If you want multiple jobs for augmentation, just use more publishers using
Bash-style brace notation: `zpub://127.0.0.1:788{0..3}` and `zsub://127.0.0.1:788{0..3}`.

Note that you can start up multiple training jobs connecting to the same server.

# Command Line Tools

There are some command line programs to help with developing and debugging these
jobs:

 - tensormon -- connect to a data server and monitor throughput
 - tensorshow -- show images from input batches
 - tensorstat -- compute statistics over input data samples

# Examples

 - serve-imagenet-dir -- serve Imagenet data from a file system using PyTorch
 - serve-imagenet-shards -- serve Imagenet from shards using `webloader`
 - keras.ipynb -- simple example of using Keras with tensorcom
 - pytorch.ipynb -- simple example of using PyTorch with tensorcom

# ZMQ URLs

There is no official standard for ZMQ URLs.

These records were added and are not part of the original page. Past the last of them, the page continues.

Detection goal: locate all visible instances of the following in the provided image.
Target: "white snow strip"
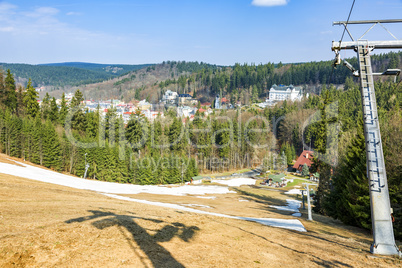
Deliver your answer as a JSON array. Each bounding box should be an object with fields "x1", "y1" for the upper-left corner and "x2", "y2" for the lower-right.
[
  {"x1": 285, "y1": 188, "x2": 302, "y2": 195},
  {"x1": 182, "y1": 204, "x2": 212, "y2": 209},
  {"x1": 102, "y1": 193, "x2": 306, "y2": 232},
  {"x1": 0, "y1": 162, "x2": 234, "y2": 196},
  {"x1": 0, "y1": 161, "x2": 306, "y2": 232},
  {"x1": 194, "y1": 196, "x2": 216, "y2": 199},
  {"x1": 239, "y1": 199, "x2": 249, "y2": 202},
  {"x1": 211, "y1": 178, "x2": 256, "y2": 187},
  {"x1": 270, "y1": 199, "x2": 301, "y2": 214},
  {"x1": 292, "y1": 213, "x2": 302, "y2": 217}
]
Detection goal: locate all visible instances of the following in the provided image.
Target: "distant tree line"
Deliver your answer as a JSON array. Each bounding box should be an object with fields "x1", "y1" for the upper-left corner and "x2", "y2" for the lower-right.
[
  {"x1": 0, "y1": 63, "x2": 153, "y2": 88},
  {"x1": 158, "y1": 51, "x2": 402, "y2": 102}
]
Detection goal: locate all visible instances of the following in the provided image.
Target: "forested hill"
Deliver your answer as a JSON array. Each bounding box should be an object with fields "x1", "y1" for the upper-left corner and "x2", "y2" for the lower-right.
[
  {"x1": 38, "y1": 62, "x2": 152, "y2": 76},
  {"x1": 85, "y1": 51, "x2": 401, "y2": 103},
  {"x1": 1, "y1": 51, "x2": 401, "y2": 101},
  {"x1": 0, "y1": 62, "x2": 154, "y2": 88}
]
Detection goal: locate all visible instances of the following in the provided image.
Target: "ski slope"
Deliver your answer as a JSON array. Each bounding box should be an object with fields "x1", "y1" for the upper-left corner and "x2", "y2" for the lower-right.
[{"x1": 0, "y1": 160, "x2": 306, "y2": 232}]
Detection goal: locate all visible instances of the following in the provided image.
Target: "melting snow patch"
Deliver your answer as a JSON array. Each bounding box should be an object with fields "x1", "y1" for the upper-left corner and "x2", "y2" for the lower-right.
[
  {"x1": 211, "y1": 178, "x2": 256, "y2": 187},
  {"x1": 183, "y1": 204, "x2": 212, "y2": 209},
  {"x1": 285, "y1": 188, "x2": 302, "y2": 195},
  {"x1": 239, "y1": 199, "x2": 249, "y2": 202},
  {"x1": 195, "y1": 196, "x2": 216, "y2": 199},
  {"x1": 0, "y1": 161, "x2": 235, "y2": 196},
  {"x1": 292, "y1": 213, "x2": 302, "y2": 217},
  {"x1": 270, "y1": 199, "x2": 301, "y2": 214},
  {"x1": 102, "y1": 193, "x2": 306, "y2": 232}
]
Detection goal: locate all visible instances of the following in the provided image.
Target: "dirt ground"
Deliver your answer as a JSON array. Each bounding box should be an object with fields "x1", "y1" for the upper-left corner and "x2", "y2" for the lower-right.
[{"x1": 0, "y1": 155, "x2": 401, "y2": 267}]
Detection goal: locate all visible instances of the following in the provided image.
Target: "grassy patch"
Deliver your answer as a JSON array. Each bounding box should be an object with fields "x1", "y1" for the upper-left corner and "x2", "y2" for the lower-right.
[
  {"x1": 201, "y1": 168, "x2": 251, "y2": 178},
  {"x1": 284, "y1": 178, "x2": 316, "y2": 189}
]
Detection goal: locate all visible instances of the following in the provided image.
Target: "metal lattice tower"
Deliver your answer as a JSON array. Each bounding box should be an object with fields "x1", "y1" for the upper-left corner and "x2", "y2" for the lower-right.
[{"x1": 332, "y1": 19, "x2": 402, "y2": 256}]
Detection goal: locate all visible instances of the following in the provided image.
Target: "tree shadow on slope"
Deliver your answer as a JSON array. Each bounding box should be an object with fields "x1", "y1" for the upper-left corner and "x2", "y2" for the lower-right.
[{"x1": 65, "y1": 210, "x2": 200, "y2": 268}]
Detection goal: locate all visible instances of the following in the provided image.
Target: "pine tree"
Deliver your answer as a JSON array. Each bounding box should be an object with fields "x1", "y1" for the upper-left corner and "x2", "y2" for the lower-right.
[
  {"x1": 168, "y1": 117, "x2": 183, "y2": 153},
  {"x1": 70, "y1": 89, "x2": 86, "y2": 132},
  {"x1": 42, "y1": 120, "x2": 62, "y2": 170},
  {"x1": 0, "y1": 70, "x2": 5, "y2": 108},
  {"x1": 216, "y1": 121, "x2": 230, "y2": 159},
  {"x1": 157, "y1": 156, "x2": 171, "y2": 184},
  {"x1": 49, "y1": 97, "x2": 59, "y2": 122},
  {"x1": 16, "y1": 85, "x2": 25, "y2": 116},
  {"x1": 23, "y1": 79, "x2": 40, "y2": 118},
  {"x1": 324, "y1": 129, "x2": 371, "y2": 229},
  {"x1": 4, "y1": 69, "x2": 17, "y2": 112},
  {"x1": 70, "y1": 89, "x2": 84, "y2": 107},
  {"x1": 138, "y1": 157, "x2": 153, "y2": 185},
  {"x1": 41, "y1": 92, "x2": 51, "y2": 120},
  {"x1": 85, "y1": 108, "x2": 99, "y2": 138},
  {"x1": 21, "y1": 117, "x2": 34, "y2": 161},
  {"x1": 31, "y1": 116, "x2": 44, "y2": 165},
  {"x1": 59, "y1": 93, "x2": 68, "y2": 125},
  {"x1": 301, "y1": 163, "x2": 309, "y2": 176},
  {"x1": 125, "y1": 115, "x2": 145, "y2": 152}
]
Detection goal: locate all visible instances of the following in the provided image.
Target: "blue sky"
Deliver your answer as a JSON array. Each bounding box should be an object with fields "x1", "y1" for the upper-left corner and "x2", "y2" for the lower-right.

This library uses the following notation:

Socket types:

 - zpush / zpull -- standard PUSH/PULL sockets
 - zrpush / zrpull -- reverse PUSH/PULL connections (PUSH socket is server / PULL socket connects)
 - zpub / zsub -- standard PUB/SUB sockets
 - zrpub / zrsub -- reverse PUB/SUB connections

 The pub/sub servers allow the same augmentation pipeline to be shared by multiple
 learning jobs.

 Default transport is TCP/IP, but you can choose IPC as in `zpush+ipc://mypath`.

# Connection Objects

The major way of interacting with the library is through the `Connection` object.
It simply gives you an iterator over training samples.

# Encodings

Data is encoded in a simple binary tensor format; see `codec.py` for details.
The same format can also be used for saving and loading lists of
tensors from disk (extension: `.ten`).
Data is encoded on 64 byte aligned boundaries to allow easy memory
mapping and direct use by CPUs and GPUs.